Cyprus-born British billionaire property developer

Christos Lazari (May 1946 – 27 July 2015) was a Cyprus-born British billionaire property developer.

==Early life==
Chris Lazari was born in Dora, Cyprus, the son of a builder. In 1962, he emigrated to England. At the time, he was 16 years old. The event was prompted by the discovery that his parents were in fact his foster family. According to Lazari, "I was in my third year at the Lanition Gymnasium of Limassol. I boarded the MV Messapia and sailed to England." He left Cyprus with just £20.

==Career==
With money he saved from washing dishes and working as a waiter, Lazari studied fashion design in London and set up the Drendie Girl clothing label, which successfully sold in London's high-street retailers. In 1978, using the profits from his fashion business, he moved into property. "My father was a builder and I was taught the value of real estate from a very early age."

In 2002, it was reported that Lazari owned commercial and residential property in London's Mayfair and Baker Street, as well as 2 acre along Tottenham Court Road.

His company Lazari Investments owned 2.5 million sq ft (230,000 m^{2}) of London property as of 2015, most of which were offices. Six estates formed 92% of the property portfolio, all in the prime West End of London with a seventh property in north London. The most recent acquisition was the Brunswick Centre, purchased for £135 million in 2014, bringing 45 retail shops, a cinema and 408 flats.

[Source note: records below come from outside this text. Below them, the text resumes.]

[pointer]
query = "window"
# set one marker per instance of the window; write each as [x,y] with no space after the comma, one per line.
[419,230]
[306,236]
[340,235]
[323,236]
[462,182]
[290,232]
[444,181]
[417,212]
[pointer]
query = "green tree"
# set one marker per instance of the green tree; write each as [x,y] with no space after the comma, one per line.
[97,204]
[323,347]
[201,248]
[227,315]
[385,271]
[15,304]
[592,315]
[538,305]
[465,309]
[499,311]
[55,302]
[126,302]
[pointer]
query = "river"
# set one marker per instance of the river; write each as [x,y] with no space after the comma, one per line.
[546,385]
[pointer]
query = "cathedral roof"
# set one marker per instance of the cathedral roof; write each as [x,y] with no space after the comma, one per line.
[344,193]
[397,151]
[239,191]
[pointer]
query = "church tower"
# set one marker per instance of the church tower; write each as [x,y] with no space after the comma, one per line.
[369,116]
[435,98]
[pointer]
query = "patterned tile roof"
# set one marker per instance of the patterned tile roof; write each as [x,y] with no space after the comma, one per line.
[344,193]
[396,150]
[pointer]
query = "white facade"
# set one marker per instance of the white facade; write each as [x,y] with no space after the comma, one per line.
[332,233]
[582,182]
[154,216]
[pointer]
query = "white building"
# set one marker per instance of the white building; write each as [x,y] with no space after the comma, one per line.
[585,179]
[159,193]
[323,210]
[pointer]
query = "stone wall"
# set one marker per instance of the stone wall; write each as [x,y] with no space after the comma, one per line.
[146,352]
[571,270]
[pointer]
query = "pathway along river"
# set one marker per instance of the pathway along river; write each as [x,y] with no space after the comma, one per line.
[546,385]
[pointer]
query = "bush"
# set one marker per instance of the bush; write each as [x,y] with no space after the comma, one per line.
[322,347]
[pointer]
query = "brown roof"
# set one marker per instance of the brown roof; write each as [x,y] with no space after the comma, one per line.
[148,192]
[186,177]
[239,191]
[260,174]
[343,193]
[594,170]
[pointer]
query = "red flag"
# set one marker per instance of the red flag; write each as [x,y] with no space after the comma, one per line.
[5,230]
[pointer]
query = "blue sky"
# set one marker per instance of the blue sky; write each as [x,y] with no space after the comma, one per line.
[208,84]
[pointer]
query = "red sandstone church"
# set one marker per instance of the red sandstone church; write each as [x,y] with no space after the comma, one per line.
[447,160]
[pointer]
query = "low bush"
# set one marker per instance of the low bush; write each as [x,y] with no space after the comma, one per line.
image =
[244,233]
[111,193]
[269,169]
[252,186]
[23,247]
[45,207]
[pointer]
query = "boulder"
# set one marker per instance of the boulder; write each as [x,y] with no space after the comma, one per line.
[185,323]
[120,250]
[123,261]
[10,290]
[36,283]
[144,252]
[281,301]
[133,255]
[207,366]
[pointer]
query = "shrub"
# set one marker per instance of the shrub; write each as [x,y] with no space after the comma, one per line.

In 2012 Lazari stated, "In my early twenties I began investing in small properties to secure my young family’s financial position with money I earned from my involvement in the fashion business." In May 2014, The Sunday Times estimated his net worth at £1.104 billion.

==Personal life==
Lazari and his wife Maritsa had three children and lived in Hampstead, London. His wife Maritza is listed as a co-founder of Lazari Investments, and their three children, Len, Nicholas and Andrie are all directors. The two sons have economics degrees, and Andrie has a property law background.

The president of Cyprus, Nicos Anastasiades, is a former schoolmate and a close friend. In 2014, Lazari said that if Anastasiades ever needed to use a private jet, then he would pay for it.

Lazari died on 27 July 2015 at his home in north London of a heart attack.